Bibimbap Bar is indeed a wonderful meal for gatherings, offering a delightful mix of flavors, textures, and nutritional benefits. Here’s some more information about bibimbap, the health benefits of its ingredients, especially mushrooms, and how to make a bibimbap bar.

What is Bibimbap?

Bibimbap, which translates to “mixed rice,” is a popular Korean dish that typically consists of rice topped with a variety of vegetables, proteins, and a runny egg, all served with gochujang (a spicy red pepper paste). It’s a vibrant, flavorful dish that encourages everyone to customize their bowl according to their preferences.

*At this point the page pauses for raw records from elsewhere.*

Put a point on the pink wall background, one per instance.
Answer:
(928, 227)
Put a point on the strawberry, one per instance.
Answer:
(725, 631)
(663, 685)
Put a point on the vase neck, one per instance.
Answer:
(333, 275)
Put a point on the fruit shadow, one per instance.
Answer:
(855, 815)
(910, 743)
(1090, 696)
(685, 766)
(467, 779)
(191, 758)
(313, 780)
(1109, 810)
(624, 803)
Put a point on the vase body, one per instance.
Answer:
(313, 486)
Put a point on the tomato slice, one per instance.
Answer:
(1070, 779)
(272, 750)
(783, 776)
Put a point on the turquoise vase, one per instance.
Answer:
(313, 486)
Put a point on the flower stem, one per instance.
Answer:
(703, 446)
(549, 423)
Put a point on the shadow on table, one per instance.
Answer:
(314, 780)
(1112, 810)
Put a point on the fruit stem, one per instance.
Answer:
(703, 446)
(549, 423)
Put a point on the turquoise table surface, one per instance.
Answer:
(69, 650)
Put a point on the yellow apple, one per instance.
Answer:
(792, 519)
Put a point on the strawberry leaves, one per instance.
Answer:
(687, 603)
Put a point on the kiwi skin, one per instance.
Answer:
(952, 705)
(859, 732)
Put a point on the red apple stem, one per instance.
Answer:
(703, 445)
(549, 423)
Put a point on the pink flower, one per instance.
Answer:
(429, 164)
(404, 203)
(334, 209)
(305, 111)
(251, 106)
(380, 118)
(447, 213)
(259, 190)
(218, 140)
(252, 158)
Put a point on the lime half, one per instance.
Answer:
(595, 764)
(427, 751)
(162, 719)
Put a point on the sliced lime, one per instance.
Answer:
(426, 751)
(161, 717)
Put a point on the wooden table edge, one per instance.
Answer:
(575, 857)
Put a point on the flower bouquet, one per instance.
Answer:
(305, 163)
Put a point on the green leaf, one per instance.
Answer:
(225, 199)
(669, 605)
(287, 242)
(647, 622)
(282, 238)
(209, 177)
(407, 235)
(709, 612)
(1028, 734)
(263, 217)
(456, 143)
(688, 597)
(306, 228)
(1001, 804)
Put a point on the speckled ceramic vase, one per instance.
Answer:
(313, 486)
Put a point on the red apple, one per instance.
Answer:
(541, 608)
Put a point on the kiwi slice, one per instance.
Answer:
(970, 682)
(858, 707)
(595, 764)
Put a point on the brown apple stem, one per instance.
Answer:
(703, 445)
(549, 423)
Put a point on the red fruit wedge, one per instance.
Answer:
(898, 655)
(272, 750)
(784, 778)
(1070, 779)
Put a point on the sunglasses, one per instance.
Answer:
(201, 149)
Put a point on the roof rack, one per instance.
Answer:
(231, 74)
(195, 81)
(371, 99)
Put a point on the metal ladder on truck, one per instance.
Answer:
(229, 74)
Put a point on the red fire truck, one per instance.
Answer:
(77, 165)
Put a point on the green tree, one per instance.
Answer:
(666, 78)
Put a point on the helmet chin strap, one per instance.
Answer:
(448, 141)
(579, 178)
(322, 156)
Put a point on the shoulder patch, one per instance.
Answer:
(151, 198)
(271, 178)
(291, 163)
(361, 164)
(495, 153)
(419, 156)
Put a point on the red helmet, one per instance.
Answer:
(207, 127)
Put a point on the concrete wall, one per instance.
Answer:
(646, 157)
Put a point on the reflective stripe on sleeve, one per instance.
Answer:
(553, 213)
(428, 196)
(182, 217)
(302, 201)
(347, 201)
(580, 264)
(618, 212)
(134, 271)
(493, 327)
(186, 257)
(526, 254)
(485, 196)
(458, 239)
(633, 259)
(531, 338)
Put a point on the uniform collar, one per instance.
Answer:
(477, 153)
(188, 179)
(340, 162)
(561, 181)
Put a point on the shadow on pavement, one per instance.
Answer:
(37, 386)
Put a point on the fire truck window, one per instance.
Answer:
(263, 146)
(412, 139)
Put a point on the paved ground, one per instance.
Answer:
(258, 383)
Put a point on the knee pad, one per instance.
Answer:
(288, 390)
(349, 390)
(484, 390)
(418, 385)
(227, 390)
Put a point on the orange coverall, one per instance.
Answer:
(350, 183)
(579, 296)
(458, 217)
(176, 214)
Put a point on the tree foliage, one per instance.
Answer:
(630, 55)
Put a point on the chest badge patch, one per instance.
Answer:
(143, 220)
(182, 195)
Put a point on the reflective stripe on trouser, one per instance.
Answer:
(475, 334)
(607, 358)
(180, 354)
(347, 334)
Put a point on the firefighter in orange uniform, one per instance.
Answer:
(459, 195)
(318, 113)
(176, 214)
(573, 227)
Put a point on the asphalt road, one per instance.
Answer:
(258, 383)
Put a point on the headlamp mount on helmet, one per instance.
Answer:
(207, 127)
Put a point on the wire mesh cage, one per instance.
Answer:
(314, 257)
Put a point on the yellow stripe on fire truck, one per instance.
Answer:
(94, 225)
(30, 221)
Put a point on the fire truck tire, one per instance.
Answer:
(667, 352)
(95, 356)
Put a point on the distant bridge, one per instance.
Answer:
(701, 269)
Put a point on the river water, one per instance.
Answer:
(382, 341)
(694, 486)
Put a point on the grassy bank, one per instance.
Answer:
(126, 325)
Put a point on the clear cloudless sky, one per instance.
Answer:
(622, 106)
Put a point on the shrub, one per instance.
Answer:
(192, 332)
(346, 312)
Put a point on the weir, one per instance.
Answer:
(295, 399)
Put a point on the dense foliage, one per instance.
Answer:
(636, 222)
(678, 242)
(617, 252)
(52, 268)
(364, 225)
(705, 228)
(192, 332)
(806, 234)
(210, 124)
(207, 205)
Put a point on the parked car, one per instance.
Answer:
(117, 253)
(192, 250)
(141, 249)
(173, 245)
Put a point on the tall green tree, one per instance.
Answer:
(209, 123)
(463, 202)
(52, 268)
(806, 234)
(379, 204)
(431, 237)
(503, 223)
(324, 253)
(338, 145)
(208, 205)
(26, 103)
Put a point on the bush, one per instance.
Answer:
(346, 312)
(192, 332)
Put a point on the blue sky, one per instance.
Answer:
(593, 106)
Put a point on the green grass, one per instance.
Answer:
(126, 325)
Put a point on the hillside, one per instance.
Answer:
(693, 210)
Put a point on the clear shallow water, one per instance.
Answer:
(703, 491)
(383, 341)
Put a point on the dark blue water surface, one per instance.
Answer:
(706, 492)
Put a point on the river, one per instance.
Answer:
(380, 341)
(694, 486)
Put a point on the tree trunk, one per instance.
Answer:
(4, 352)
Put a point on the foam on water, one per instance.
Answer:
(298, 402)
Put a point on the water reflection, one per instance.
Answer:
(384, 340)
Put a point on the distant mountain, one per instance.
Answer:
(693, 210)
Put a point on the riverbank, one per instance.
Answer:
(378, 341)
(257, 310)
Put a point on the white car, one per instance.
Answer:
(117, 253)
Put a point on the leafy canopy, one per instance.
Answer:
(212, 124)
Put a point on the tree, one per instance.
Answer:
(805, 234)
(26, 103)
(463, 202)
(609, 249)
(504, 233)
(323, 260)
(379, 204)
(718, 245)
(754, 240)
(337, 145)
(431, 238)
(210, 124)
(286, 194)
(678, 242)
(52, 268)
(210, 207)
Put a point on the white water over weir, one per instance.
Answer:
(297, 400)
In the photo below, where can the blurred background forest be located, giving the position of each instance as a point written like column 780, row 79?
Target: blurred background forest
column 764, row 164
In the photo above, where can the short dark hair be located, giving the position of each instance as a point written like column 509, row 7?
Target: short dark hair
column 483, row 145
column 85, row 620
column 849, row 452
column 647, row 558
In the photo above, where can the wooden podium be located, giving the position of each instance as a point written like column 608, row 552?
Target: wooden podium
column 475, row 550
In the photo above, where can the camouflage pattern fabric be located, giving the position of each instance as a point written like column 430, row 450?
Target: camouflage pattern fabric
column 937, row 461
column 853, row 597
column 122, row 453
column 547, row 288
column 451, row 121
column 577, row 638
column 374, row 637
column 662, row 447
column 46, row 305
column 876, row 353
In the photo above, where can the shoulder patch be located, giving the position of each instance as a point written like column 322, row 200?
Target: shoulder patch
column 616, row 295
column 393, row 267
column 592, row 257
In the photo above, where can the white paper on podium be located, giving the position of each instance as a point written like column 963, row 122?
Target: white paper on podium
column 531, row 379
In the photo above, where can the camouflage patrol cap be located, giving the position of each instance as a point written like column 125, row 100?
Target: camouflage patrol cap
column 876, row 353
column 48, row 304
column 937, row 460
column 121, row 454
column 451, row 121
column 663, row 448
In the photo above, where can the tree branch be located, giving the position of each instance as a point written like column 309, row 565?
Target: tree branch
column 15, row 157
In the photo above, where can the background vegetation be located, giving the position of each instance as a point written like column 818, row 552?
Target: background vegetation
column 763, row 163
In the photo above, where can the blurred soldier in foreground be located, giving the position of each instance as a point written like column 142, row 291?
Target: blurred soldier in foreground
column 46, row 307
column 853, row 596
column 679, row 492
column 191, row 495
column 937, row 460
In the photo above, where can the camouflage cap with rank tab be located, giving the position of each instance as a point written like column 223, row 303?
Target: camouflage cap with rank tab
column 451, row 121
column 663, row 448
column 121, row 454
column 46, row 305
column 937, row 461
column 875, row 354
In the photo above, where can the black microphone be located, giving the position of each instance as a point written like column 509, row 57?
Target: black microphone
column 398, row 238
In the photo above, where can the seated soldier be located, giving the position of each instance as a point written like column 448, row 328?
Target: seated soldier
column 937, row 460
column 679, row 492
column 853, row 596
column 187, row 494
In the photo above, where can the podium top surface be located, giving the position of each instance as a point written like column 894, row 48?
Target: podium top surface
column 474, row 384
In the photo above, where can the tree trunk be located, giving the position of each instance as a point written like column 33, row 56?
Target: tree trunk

A bibimbap bar is not only a fun and interactive meal, but it also offers a wealth of health benefits, particularly through its mushroom content and variety of fresh ingredients. Encouraging everyone to build their own bowls promotes a sense of community and caters to individual dietary needs, making it a fantastic choice for gatherings. Enjoy creating this delightful experience!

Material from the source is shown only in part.